この歌を演歌の龍ことディレクターの馬渕玄三先生から紹介され「ぜひ、僕の歌に!」と頂いた。フンドシ姿で歌ったのは、「ザ・ベストテン」のディレクターからお願いされ、最初は断りましたが、「譲二さんほどフンドシが似合う日本人はいません!」と。「やるときゃ、やるよ!」って山口人気質で決断しました。
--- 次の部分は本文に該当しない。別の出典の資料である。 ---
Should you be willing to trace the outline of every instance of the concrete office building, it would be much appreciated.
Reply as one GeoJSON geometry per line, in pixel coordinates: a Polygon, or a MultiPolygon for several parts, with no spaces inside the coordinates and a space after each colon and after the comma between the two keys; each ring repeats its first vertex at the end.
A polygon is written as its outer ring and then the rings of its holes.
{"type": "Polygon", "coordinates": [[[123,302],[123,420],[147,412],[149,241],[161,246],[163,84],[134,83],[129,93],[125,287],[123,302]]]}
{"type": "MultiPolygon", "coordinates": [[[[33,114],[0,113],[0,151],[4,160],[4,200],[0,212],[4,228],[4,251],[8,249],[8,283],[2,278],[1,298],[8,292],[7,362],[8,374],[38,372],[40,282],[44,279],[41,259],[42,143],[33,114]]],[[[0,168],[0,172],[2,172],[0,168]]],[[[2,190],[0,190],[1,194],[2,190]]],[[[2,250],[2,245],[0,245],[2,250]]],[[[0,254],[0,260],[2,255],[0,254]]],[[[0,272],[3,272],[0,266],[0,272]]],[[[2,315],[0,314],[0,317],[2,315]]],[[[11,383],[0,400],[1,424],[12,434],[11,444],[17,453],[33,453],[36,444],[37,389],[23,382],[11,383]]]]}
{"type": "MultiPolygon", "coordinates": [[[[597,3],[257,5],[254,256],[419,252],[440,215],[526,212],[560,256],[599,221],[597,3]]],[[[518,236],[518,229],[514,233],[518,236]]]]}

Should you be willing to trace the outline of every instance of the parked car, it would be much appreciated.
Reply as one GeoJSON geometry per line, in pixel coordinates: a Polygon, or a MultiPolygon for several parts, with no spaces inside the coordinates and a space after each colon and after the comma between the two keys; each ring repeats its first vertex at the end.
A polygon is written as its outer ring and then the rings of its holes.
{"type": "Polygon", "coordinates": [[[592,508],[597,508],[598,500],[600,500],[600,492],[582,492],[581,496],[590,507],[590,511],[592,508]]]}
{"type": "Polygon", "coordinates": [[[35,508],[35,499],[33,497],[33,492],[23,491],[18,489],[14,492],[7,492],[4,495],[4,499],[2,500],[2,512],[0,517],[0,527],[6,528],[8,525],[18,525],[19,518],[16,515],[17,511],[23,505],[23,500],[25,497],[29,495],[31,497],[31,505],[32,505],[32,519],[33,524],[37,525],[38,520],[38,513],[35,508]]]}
その後、ゲイの人に人気が出まして、(新宿2丁目に近い)厚生年金会館でコンサートをするときは、よく出待ちで大事なところを触られて…。あるとき、マネジャーが「さぶ」という雑誌を持ってきたとき、僕のフンドシ姿が表紙になってました(笑)。
妻とは、歌手生活と同じ32年前に知り合い、結婚まで14年待たせ、本当に苦労をかけました。娘が3人いますが宝物です。父が亡くなり自分以外は男がいなくなったので、「最近はむちゃしちゃいけないなあ」としみじみ思うようになりました。